Mortgage rates prove attractive


June 06, 1993|By Ellen James Martin | Ellen James Martin,Staff Writer Contributing writer Adriane B. Miller contributed to this article.

In a graphic on the front of today's Real Estate section, the line depicting the cost of buying a home and the line showing the cost of renting are reversed.

The Sun regrets the error.

This is the summer that Beth and James Clatterbuck have the thrill of leaving their cramped Columbia apartment for their first home: a 75-year-old cottage in Dorsey with cedar siding and three bedrooms.

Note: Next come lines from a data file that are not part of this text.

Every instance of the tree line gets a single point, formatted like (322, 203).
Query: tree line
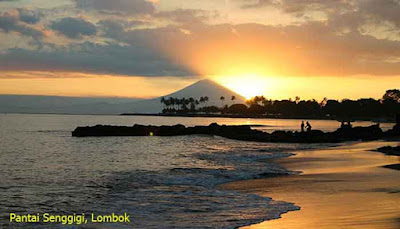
(386, 107)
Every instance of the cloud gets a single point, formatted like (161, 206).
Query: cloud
(187, 16)
(28, 16)
(94, 58)
(74, 27)
(132, 7)
(11, 22)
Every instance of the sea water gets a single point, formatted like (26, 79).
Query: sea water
(161, 182)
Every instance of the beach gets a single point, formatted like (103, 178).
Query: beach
(339, 187)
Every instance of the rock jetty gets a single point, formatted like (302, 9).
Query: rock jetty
(242, 132)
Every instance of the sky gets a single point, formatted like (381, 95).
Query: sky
(147, 48)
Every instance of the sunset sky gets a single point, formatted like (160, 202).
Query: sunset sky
(147, 48)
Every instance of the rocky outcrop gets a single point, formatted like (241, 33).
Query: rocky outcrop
(234, 132)
(388, 150)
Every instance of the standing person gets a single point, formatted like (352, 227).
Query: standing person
(308, 127)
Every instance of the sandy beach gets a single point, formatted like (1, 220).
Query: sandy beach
(340, 187)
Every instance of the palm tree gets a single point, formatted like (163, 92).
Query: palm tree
(233, 98)
(162, 100)
(222, 101)
(206, 99)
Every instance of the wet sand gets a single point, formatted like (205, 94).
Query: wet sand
(341, 187)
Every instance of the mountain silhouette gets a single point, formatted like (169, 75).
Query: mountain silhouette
(201, 88)
(76, 105)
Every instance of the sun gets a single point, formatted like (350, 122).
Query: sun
(247, 85)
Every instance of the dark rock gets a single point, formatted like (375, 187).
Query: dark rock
(234, 132)
(388, 150)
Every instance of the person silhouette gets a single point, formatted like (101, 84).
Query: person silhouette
(308, 127)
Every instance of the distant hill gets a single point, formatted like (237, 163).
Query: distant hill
(60, 104)
(202, 88)
(77, 105)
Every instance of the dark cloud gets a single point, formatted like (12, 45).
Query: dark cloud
(28, 16)
(94, 58)
(74, 27)
(131, 7)
(10, 22)
(311, 49)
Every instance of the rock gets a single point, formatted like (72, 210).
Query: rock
(234, 132)
(388, 150)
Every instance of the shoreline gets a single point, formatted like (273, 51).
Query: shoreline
(348, 186)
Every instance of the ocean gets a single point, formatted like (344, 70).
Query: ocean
(161, 182)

The best thing about the deal? The young renters -- he's a house painter and she's an office manager for a car dealership -- can accomplish the housing leap with a $200 increase in monthly, out-of-pocket expenses. Moreover, interest on their home mortgage will be tax deductible.


"The moral of the story is that for renters like the Clatterbucks, this is the best time ever to buy," says Lynn Sherrock, the RE/MAX agent assisting the couple -- still in their early 20s -- on the purchase of the cottage.

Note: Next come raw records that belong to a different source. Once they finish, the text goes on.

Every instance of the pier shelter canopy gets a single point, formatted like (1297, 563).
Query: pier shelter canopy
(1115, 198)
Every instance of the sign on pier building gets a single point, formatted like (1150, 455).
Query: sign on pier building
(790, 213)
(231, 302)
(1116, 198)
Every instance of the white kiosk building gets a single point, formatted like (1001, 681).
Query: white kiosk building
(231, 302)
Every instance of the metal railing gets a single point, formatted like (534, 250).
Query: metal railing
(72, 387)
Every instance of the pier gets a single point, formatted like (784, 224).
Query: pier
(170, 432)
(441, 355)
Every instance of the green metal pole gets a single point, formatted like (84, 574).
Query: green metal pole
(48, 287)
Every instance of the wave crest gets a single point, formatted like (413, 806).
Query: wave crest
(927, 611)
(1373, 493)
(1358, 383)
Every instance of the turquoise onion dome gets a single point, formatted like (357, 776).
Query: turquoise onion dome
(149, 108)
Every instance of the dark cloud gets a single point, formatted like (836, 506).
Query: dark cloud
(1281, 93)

The lowest mortgage rates in two decades, moderate home prices, creative financing products, and an ample supply of housing units on the market, are combining to make this spring one of the best selling seasons for first-time buyers, realty experts agree.

"This is the first time in a long time that newlyweds and young singles are able to afford a first-time starter home because of the monthly costs that are involved," notes James O'Conor, chairman of O'Conor, Piper & Flynn, a Timonium-based realty chain that leads the Baltimore-area in home sales.

To be sure, many renters remain too jittery about the economy and about whether their jobs are secure to purchase a home. Still, first-timers are a rising percentage of buyers in the housing market, according to statistics from Fannie Mae, a Washington-based corporation that buys and sells mortgages on the secondary market.

First-time buyers -- virtually all of them renters -- are the buyers of 48 percent of the housing units sold, says David Berson, Fannie Mae's chief economist. The comparable figure was 39 percent throughout the 1980s.

Many would-be buyers who now rent are pleasantly surprised when they crunch numbers and discover they are capable of making a purchase, Mr. Berson notes.

Albert and Kimberley Clark, for example, say they would have bought a home long ago if they had thought they could afford the costs.

Mr. Clark, 44, and Ms. Clark, 29, a two-career couple from dTC Baltimore County, knew they would be happier as buyers instead of renters.

"I always thought about buying and didn't think we could afford it, or didn't know exactly how much money we'd have to come up with," Mr. Clark says. So, needing more space, the Clarks asked Grempler Realty, based in Baltimore County, to help them find a larger rental.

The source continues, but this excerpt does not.